Referring to global warming, he said: "This is the one challenge that could completely end human civilization."
His comments come as the EU has just unveiled proposals for securing international agreement on how to tackle climate change after 2012, when the current arrangement expires.
The talks will take place in Copenhagen this year. Until now, the EU has made much of the fact that it has led the field in setting up an emissions trading system – where industry trades pollution credits – and agreed to reduce carbon dioxide emissions in the bloc by 20 percent by 2020.
It has also been easy for the EU to date to have the moral upper hand over the US on climate change issues with the previous US administration having a poor environment record.
However, US president Barack Obama has already sounded a different note and pledged that Washington will take the environment dossier in hand.
If Washington pulls its weight on climate change, it will throw Europe's green credentials into the spotlight, with individual EU member states often bickering over what green goals to set, how they should be achieved and who should pay for them.
The Gore comments also touch on a wider debate in Europe on EU leadership.
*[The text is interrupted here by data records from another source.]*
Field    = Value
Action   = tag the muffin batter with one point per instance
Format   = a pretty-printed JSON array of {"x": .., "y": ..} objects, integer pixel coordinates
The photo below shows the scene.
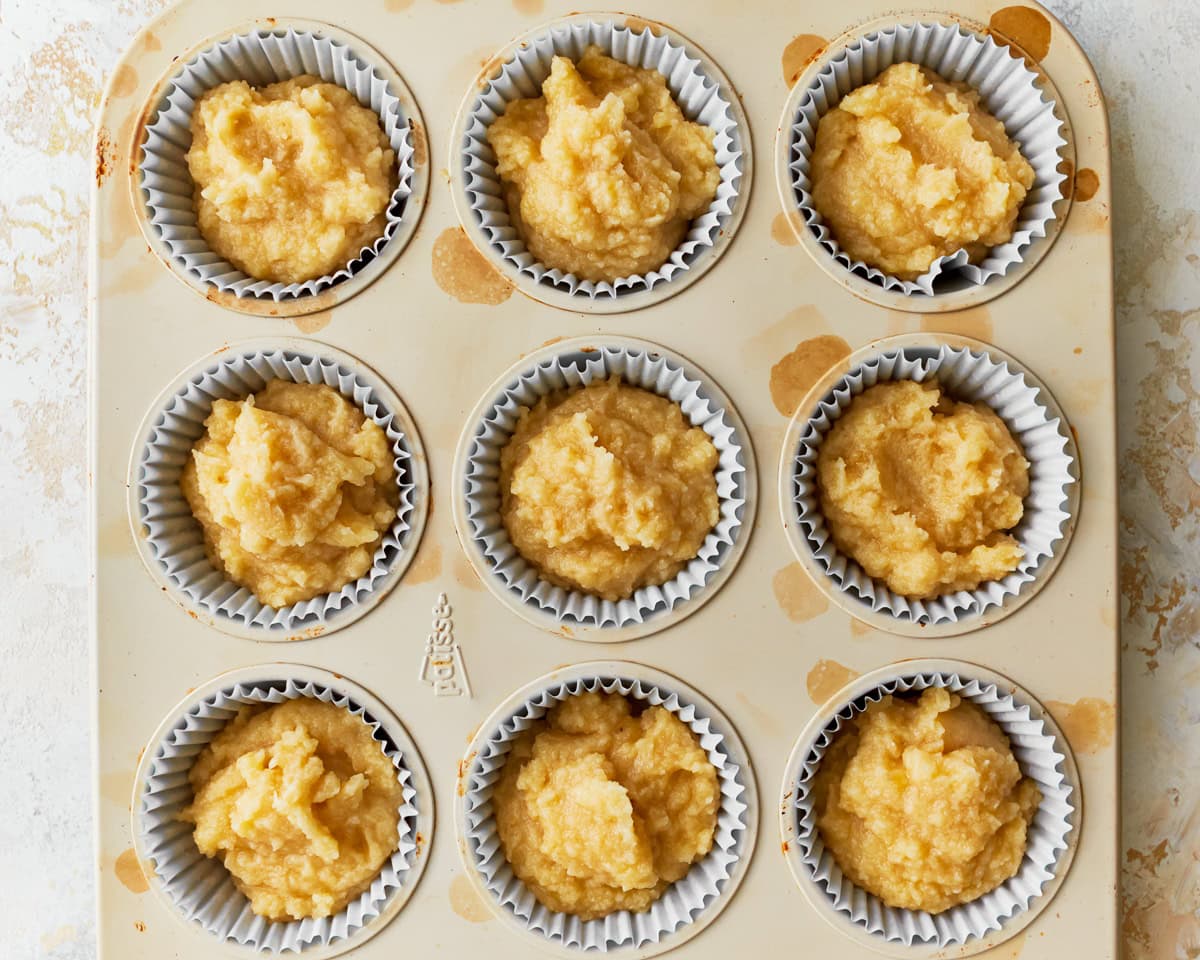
[
  {"x": 300, "y": 803},
  {"x": 923, "y": 804},
  {"x": 910, "y": 168},
  {"x": 294, "y": 489},
  {"x": 606, "y": 489},
  {"x": 921, "y": 490},
  {"x": 292, "y": 180},
  {"x": 599, "y": 810},
  {"x": 603, "y": 172}
]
A reform of the EU's institutional rules, known as the Lisbon Treaty, would give the bloc a permanent president and foreign minister and increase the power of the European Parliament.
But analysts wonder whether the 27 member states – particularly big players such as Germany, France and the UK – will ever be able to unite behind a president or foreign minister to give them the political room they need to be able to properly represent the European Union.